Leo REOHR, Respondent, v. GOLUB CORPORATION, Appellant.

Decided: September 18, 1997

Before CARDONA, P.J., and MIKOLL, MERCURE, YESAWICH and CARPINELLO, JJ. Carter, Conboy, Case, Blackmore, Napierski & Maloney P.C. (Timothy P. O'Keefe, of counsel), Albany, for appellant. Paul M. Callahan, Duanesburg, for respondent.

Appeal from an order of the Supreme Court (Lynch, J.), entered March 3, 1997 in Schenectady County, which denied defendant's motion for summary judgment dismissing the complaint.

Allegedly injured as a result of slipping and falling at a Price Chopper supermarket located in the Town of Rotterdam, Schenectady County, plaintiff commenced this negligence action against defendant, whom plaintiff alleged was the supermarket's proprietor.   After joinder of issue but before discovery was commenced, defendant moved for summary judgment dismissing the complaint.   In opposition, plaintiff argued, inter alia, that discovery was necessary to determine issues of ownership and control of the premises on the date of the accident (see, CPLR 3212[f] ).  Supreme Court denied the motion, with leave to renew, finding that plaintiff should be afforded an opportunity to conduct discovery to obtain possible evidence of defendant's liability.   Defendant appeals.

We affirm, albeit on somewhat different grounds than those relied upon by Supreme Court.   In support of its motion, defendant submitted the affidavit of its vice-president and corporate secretary, who averred that defendant neither owned, leased nor operated the supermarket on the date of the accident, and that, upon information and belief, the supermarket was owned by Altamont Avenue Associates and leased to Price Chopper Operating Company Inc.
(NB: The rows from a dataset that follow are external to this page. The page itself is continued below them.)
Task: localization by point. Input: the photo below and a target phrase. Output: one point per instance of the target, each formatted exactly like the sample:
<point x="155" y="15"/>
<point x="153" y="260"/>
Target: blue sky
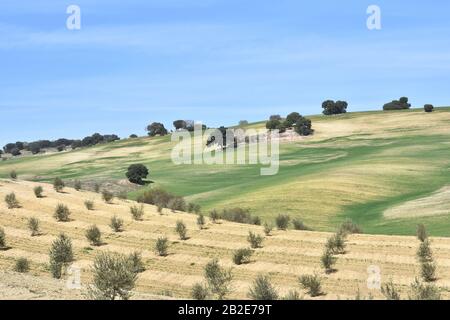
<point x="218" y="61"/>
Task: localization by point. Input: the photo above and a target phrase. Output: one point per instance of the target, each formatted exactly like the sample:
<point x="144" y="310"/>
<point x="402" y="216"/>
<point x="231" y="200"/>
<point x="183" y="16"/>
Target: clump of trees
<point x="331" y="107"/>
<point x="116" y="224"/>
<point x="94" y="235"/>
<point x="36" y="147"/>
<point x="428" y="108"/>
<point x="400" y="104"/>
<point x="137" y="212"/>
<point x="136" y="173"/>
<point x="62" y="213"/>
<point x="294" y="120"/>
<point x="61" y="255"/>
<point x="282" y="221"/>
<point x="156" y="129"/>
<point x="262" y="289"/>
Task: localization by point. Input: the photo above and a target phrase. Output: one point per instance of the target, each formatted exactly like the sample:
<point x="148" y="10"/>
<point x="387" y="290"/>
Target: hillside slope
<point x="285" y="255"/>
<point x="356" y="165"/>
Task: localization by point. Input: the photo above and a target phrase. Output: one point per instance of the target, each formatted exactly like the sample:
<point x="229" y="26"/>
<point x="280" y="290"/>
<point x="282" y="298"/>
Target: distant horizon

Inasmuch as this affidavit-which comprised the sole evidentiary foundation for defendant's motion-recites matters that are exclusively within defendant's knowledge, it should not, without more, form the basis for an award of summary judgment before the opposing party has had an opportunity to conduct discovery (see, Grumman Aerospace Corp. v. Rice, 199 A.D.2d 365, 366, 605 N.Y.S.2d 305;  Denkensohn v. Davenport, 130 A.D.2d 860, 862, 515 N.Y.S.2d 920).   Hence, summary judgment was properly denied (see, Zuckerman v. City of New York, 49 N.Y.2d 557, 562, 427 N.Y.S.2d 595, 404 N.E.2d 718).   Given this disposition, it is not necessary to consider or address the sufficiency of plaintiff's opposing papers.

ORDERED that the order is affirmed, with costs.

YESAWICH, Justice.

CARDONA, P.J., and MIKOLL, MERCURE and CARPINELLO, JJ., concur.